His wife, my grandmother, had passed away unexpectedly from an aneurysm, leaving him and my mother alone. Whenever I asked Pops about my mother, a shadow of regret would cross his face. "I was younger and selfish then," he'd reflect. "Angry at life, lost in my own grief. I didn't see your mother spiraling out of control." He recounted how she fell in with a rough crowd, dropped out of school at 17, and eventually disappeared.

Two years later, he found himself with a one-year-old me on his doorstep, accompanied only by a birth certificate and a note promising her return. Days turned into months, months into years, but she never came back. Through it all, he never let me feel like a burden, always greeting me with the warmest smile, saying, "You're my greatest gift."

Pops and I shared a blissful bubble of our own until life shattered it. A stroke took him away when I was just ten years old.

As a child, I was cheerful but reserved, finding solace mainly in my bond with Pops as I struggled to connect with others. He, however, sensed my loneliness and enrolled me in summer camp to broaden my horizons. That morning, I was sullen and apprehensive, barely managing a goodbye before storming out of the car. My mood worsened throughout the day, escalating when Pops was unusually late to pick me up—I should have known something was wrong, he was always on time.
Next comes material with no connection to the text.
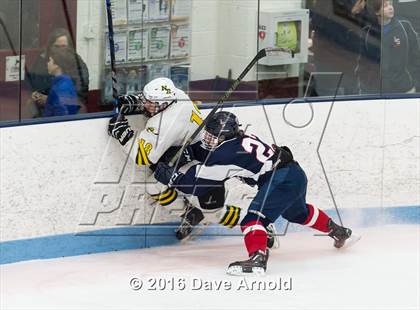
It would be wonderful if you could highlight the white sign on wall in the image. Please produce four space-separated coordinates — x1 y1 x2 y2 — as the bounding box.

The camp leader's tight smile faltered as she dialed my parents' number, growing visibly frustrated with each unanswered call. Relief washed over me briefly when I thought he'd answered, only for dread to settle in when her expression shifted from annoyance to pity.

That day didn't take Pops' life, but it altered mine irreversibly. I was left in the dark, knowing only that he needed hospital care. Eight months passed before social services tracked down my mother, Jackie. While life at the group home was filled with uncertainties, it still offered more stability than living with Jackie.

Ellie, they've arrived for him," Barb's solemn voice pierced through my thoughts.

Taking a deep breath, I stood by the door where paramedics had come to take him away. In the years that followed, I made it a priority to visit Pops regularly, though he seemed lost in thought and failed to recognize me. Barb acknowledged my dedication and offered me a job at Green Valley Nursing Home, that was 5 years ago.

I nodded to Barb and withdrew to the kitchen, struggling to contain my emotions. Why did it still ache so deeply? Despite his decade-long decline, the pain of loss felt fresh. I went inside the walk-in freezer, seeking a moment alone, I leaned against the icy door, attempting to steady myself.

A soft knock interrupted my thoughts. " Honey, what can I do?" Barb's concerned voice sounded.

I grabbed a bag of peas before opening the door. "I'm okay, Barb," I insisted. "Just prepping for lunch."

Observing Barb's gaze on me, I busied myself with ingredients. "Sweetie," Barb began tentatively, "-your Pops just passed. Take the rest of the day off, maybe tomorrow too."

I waved her off, focusing on the clock. "Just three more hours," I said firmly.

Barb hesitated but relented, patting my arm before leaving. Turning on the radio, I immersed myself in cooking—comfort food for the residents, a task that helped distract me.

The day passed quickly, and as I clocked out, the weight of loss hit me afresh. I stopped by Barb's office, expecting to arrange things for Pops.

"He had a will," Barb said, standing to hug me. "I'll handle everything, including kitchen coverage tomorrow. Take the day off."

I started to protest, but Barb cut me off gently. "You work hard. Take this time to grieve properly."

Her sincerity touched me, reminding me of those who truly cared. Unable to speak through my emotions, I nodded and hugged her briefly before leaving.